Intervista ad Aimée Zermatten, giurista, dottoressa in diritto e autrice della tesi recentissima “Il trattamento penale dei delinquenti sessuali: analisi del quadro legale e della pratica in Svizzera”

L’abolizione delle sezioni protette per i detenuti sessuali è una realtà in tutti i carceri svizzeri. Si stima che interessi circa il 10% della popolazione carceraria. Eppure parlare di delinquenza sessuale disturba, lo dice anche lei nella sua tesi, perché la società fa ancora così fatica ad affrontare questo tema?

“Spesso pensiamo che i criminali sessuali siano per lo più persone che abusano dei bambini. In realtà, i criminali sessuali sono una gamma molto più ampia di criminali. Ma penso che ci sia davvero questa idea di fondo - che la sessualità sia qualcosa di molto intimo e che la criminalità sessuale tocchi davvero la nostra umanità. È un argomento molto emotivo e penso che questo sia uno dei motivi per cui è difficile parlarne”.

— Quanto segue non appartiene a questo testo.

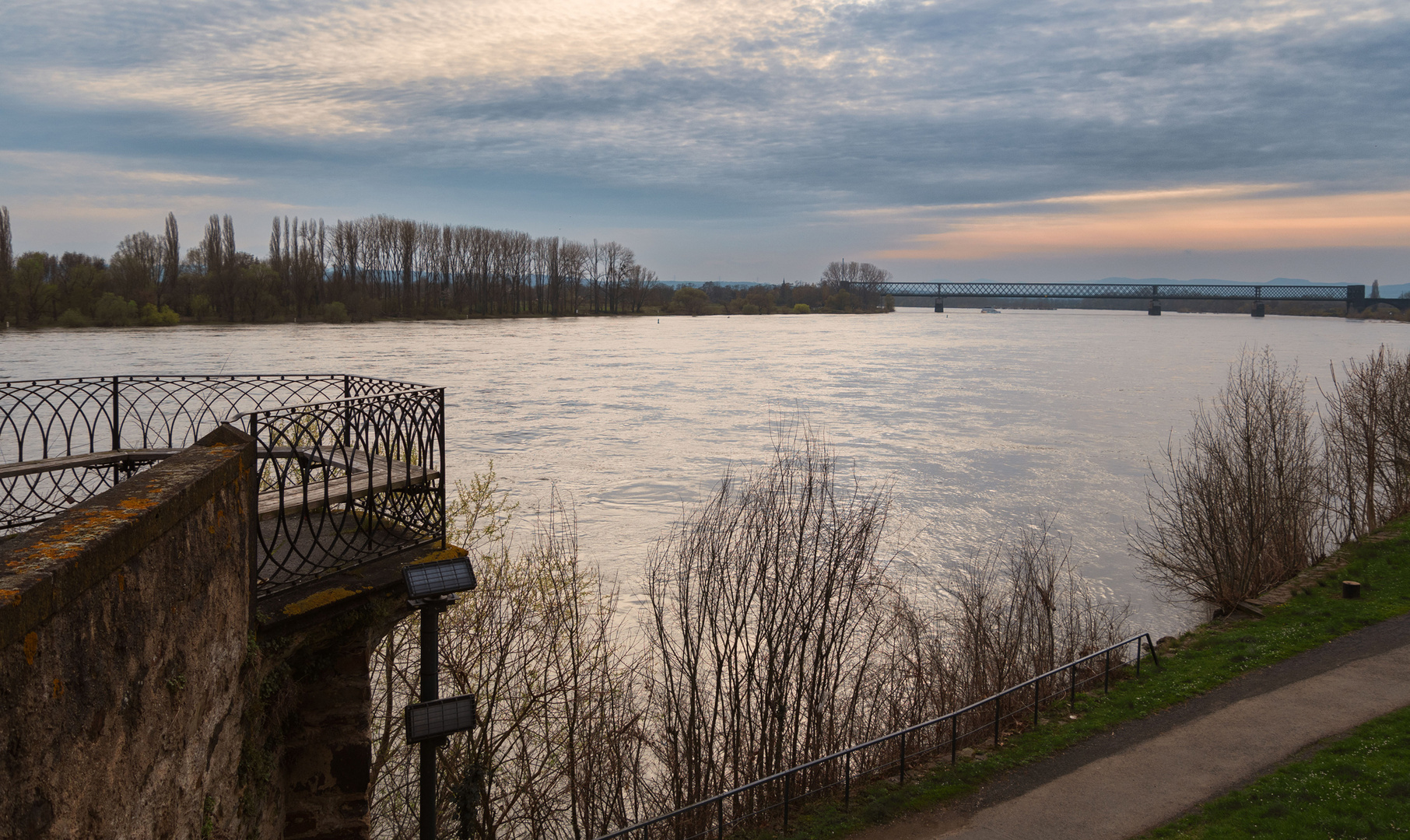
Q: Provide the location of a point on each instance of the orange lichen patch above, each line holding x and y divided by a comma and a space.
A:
319, 600
449, 553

Questo tabù ha fatto sì che i detenuti sessuali non venissero seguiti con attenzione nei penitenziari svizzeri. Negli ultimi anni sono stati fatti dei progressi, c’è stata una professionalizzazione del settore, stiamo andando nella giusta direzione?

“Credo che sia davvero necessario sottolineare il grande lavoro che è stato svolto negli ultimi quindici anni. E non mi riferisco solo alla catena penale, quindi alla giustizia e agli istituti penitenziari, ma anche agli assistenti sociali, ai medici, ai terapeuti. Questo lavoro è davvero importante perché, in realtà, una migliore assistenza, quindi una maggiore professionalità, porta anche a un migliore reinserimento della persona quando esce dal carcere e quindi probabilmente a una diminuzione del rischio di recidiva. Alla fine, quindi, ci sono meno vittime, e questo è l’aspetto più importante: che ci sia il minor numero possibile di vittime o nessuna”.

È ancora difficile reintegrare le persone che hanno commesso dei reati sessuali in Svizzera? Ci sono differenze regionali?

“In realtà dipende molto dalla persona in questione. Quali sono i reati che ha commesso? La criminalità sessuale, come ho detto, comprende un numero molto elevato di comportamenti. Non si tratta solo di stupro, ma anche di altri comportamenti come l’esibizionismo, ad esempio, o la pornografia. Dipenderà anche dalla pena che è stata inflitta. Questa persona ha anche fattori a suo favore che contribuiranno a evitare la recidiva? Ad esempio, ha una famiglia, degli amici, un lavoro? Non saprei dire se ci siano differenze tra le regioni della Svizzera. E vorrei anche aggiungere, per quanto riguarda il reinserimento, che sono stati fatti davvero grandi progressi. A questo proposito, è necessario rassicurare la popolazione, perché alla fine le condanne per reati contro l’integrità sessuale rappresentano meno del 4% di tutte le condanne pronunciate ogni anno in Svizzera. Ed è anche importante sapere che, contrariamente a quanto si crede, il rischio di recidiva nei delinquenti sessuali non è molto elevato”.